Interestingly, we found broad correlations between 10 hub genes and SLC24A2, indicating that a comprehensive analysis of SLC24A2-related regulatory network members could serve as potential markers for early diagnosis of T2D. Therefore, the LASSO algorithm was introduced to further analysis. The LASSO algorithm could construct a penalty function to obtain a more refined model based on regularization, which has been widely used in the exploration of tumor biomarkers [45]. After that, an efficient 8-gene (RRP36, RPF1, GRWD1, FBL, BCCIP, TWISTNB, TBL3, and SKIV2L) T2D prediction model was obtained, whose AUC reached 0.84 and 0.67, respectively, in training set and test set. Thus, LASSO is a promising tool for early diagnosis of T2D and has a high potential value.

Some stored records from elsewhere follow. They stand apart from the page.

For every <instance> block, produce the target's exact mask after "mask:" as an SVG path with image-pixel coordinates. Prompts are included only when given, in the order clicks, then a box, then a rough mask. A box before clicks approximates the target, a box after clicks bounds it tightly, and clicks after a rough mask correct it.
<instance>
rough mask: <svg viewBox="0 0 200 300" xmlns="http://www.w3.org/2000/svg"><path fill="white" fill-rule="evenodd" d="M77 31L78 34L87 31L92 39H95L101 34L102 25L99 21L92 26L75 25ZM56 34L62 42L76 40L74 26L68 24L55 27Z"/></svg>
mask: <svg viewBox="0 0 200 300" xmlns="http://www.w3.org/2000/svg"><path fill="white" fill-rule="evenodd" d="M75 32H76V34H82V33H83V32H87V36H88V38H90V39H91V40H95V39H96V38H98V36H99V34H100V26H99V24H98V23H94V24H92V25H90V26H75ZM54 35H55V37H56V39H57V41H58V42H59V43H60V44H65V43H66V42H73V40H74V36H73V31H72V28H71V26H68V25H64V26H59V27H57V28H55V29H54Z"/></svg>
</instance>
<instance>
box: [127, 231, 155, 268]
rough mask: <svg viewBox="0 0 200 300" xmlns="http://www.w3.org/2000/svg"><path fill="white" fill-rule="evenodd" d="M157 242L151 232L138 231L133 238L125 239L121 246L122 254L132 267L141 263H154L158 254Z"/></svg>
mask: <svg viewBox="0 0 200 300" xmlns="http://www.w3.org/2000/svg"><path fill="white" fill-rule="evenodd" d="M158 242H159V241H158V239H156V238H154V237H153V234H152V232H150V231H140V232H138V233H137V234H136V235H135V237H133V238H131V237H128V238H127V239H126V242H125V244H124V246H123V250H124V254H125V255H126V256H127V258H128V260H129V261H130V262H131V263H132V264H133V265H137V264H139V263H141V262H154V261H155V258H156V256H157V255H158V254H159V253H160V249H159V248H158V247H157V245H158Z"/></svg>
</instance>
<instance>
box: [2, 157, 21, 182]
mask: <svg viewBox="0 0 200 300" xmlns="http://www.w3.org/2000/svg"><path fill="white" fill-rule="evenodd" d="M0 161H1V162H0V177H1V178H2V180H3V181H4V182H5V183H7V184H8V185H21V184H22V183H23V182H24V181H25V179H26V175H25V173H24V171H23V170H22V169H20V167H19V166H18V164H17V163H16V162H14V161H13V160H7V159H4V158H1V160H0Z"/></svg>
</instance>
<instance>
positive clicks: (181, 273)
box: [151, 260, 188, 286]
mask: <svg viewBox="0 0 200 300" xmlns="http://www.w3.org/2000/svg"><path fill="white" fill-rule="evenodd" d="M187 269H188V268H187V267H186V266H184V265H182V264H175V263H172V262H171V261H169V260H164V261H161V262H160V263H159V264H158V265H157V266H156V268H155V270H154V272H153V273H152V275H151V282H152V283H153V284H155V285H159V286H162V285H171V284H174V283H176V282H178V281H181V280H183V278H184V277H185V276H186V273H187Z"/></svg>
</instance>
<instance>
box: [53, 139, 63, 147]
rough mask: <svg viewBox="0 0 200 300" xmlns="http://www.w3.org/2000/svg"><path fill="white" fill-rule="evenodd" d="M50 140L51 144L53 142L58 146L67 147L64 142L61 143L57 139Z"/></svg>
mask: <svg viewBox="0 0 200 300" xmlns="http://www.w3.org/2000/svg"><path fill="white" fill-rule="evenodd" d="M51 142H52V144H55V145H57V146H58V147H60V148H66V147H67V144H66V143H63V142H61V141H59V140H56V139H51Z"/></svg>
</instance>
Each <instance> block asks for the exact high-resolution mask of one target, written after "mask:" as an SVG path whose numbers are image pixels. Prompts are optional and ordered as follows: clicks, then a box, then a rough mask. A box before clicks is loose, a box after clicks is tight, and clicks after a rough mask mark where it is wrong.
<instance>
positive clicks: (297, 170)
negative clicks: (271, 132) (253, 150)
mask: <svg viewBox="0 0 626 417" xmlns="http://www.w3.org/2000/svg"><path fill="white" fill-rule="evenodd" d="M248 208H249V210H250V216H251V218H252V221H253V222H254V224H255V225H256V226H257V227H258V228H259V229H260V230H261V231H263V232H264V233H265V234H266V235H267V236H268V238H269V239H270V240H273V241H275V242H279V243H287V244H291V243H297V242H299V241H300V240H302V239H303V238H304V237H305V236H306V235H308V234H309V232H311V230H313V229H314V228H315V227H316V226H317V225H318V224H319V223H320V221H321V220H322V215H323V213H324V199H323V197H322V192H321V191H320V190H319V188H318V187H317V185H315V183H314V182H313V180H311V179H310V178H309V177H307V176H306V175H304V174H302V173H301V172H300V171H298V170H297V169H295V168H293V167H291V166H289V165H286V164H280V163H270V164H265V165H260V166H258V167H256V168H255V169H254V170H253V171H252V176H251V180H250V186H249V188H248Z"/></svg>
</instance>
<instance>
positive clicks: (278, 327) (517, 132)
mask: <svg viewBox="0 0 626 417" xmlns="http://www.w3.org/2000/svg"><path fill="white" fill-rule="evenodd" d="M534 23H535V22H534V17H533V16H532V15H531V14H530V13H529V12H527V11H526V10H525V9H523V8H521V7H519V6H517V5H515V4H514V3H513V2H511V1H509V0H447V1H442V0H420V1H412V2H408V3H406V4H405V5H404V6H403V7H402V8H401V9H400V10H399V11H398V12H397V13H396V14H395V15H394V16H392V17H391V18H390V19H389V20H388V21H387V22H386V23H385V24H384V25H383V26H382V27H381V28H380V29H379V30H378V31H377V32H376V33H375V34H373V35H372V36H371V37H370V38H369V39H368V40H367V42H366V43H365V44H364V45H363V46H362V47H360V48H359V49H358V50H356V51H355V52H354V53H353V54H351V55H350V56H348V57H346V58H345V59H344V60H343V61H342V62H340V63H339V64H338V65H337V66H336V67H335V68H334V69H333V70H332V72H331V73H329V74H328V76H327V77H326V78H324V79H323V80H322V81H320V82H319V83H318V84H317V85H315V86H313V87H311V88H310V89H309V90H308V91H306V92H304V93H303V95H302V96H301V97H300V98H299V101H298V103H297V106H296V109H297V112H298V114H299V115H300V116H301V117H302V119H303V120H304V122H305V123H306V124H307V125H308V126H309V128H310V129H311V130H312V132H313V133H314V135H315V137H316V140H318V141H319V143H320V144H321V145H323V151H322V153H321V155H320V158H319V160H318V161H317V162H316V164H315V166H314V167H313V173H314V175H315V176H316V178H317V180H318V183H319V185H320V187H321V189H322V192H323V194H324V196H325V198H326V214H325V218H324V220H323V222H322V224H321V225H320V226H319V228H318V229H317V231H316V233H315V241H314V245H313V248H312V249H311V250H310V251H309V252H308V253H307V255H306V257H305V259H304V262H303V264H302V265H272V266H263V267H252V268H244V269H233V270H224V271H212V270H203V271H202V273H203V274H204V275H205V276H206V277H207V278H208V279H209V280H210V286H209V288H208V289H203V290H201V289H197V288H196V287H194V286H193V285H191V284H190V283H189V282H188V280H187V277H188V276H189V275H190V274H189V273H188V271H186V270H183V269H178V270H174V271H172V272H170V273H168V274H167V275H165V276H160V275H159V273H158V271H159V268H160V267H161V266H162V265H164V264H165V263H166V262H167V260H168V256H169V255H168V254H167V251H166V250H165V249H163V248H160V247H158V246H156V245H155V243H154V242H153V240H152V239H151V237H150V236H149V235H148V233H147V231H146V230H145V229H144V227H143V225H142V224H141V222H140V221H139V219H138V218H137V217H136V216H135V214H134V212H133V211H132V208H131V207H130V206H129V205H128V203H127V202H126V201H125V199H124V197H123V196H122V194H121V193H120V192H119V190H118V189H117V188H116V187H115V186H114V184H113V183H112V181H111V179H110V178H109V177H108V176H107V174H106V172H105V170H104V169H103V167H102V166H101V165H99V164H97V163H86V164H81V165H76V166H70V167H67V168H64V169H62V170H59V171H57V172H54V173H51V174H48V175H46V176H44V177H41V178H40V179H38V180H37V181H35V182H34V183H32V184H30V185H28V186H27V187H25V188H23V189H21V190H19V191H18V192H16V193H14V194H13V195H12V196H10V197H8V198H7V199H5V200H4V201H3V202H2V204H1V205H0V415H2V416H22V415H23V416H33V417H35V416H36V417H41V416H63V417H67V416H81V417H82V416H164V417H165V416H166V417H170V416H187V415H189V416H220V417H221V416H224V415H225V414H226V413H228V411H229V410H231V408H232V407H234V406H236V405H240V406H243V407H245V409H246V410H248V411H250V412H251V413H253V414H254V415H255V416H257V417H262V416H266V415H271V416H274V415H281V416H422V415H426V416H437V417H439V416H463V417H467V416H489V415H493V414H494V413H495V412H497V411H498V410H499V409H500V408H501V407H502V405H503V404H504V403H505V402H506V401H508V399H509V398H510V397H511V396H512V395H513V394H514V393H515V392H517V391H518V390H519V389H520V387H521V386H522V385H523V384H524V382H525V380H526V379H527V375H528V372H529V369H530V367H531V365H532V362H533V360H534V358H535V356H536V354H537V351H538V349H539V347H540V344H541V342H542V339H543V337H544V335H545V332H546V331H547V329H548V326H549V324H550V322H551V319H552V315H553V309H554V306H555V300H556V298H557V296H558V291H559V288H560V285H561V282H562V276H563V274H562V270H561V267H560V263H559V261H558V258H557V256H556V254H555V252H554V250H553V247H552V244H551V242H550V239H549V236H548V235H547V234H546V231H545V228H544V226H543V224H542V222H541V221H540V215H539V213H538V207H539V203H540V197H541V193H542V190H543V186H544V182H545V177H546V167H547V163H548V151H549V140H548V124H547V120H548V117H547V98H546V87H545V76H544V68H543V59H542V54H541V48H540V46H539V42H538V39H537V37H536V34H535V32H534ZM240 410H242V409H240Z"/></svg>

It is also noteworthy that the DEGs between high- and low- SLC24A2 groups were enriched in T2D and several cancer pathways such as bladder cancer and non-small-cell lung cancer. Meanwhile, the DEGs between T2D and normal controls were also enriched in some cancer pathways including bladder cancer and non-small-cell lung cancer. That is to say, the shared DEGs imported into WGCNA, as well as SLC24A2, could explain the coexistence of T2D and cancer to some extent. Therefore, in addition to the analysis of PPI network and LASSO-prediction model for shared DEGs mentioned above, we also focused on the prognostic value of SLC24A2 in pan cancers. The results showed that SLC24A2 played opposite roles in different types of cancers due to the tissue specificity of SLC24A2.

In order to achieve better clinical application, we could make full use of SLC24A2 and its related genes for early clinical diagnosis. In addition, we could develop SLC24A2 inhibitors for clinical research. Although we explored the role of SC24A2 between T2D and cancers through a multiomics approach, this study still has some limitations. On the one hand, it is necessary to verify the prognostic value and robustness of the model in expanded samples. On the other hand, we also need to further verify the potential mechanism through in vivo and in vitro experiments to promote clinical application and transformation.

5. Conclusion

In summary, we used bioinformatics methods and multiple algorithms to integrate multiple RNA-seq datasets and scRNA-seq dataset and found that SLC24A2 may prevent the occurrence of T2D complicated by cancer via maintaining the ribosome function of islet beta cells and play different prognostic roles in cancers.

Data Availability

All data used in this study are from public databases, including GEO, TCGA, and - plotter. Detailed information could be found in the method section of the manuscript.

Conflicts of Interest

The authors declare no conflicts of interest.

Acknowledgments

This is the original article unpublished in any other publication.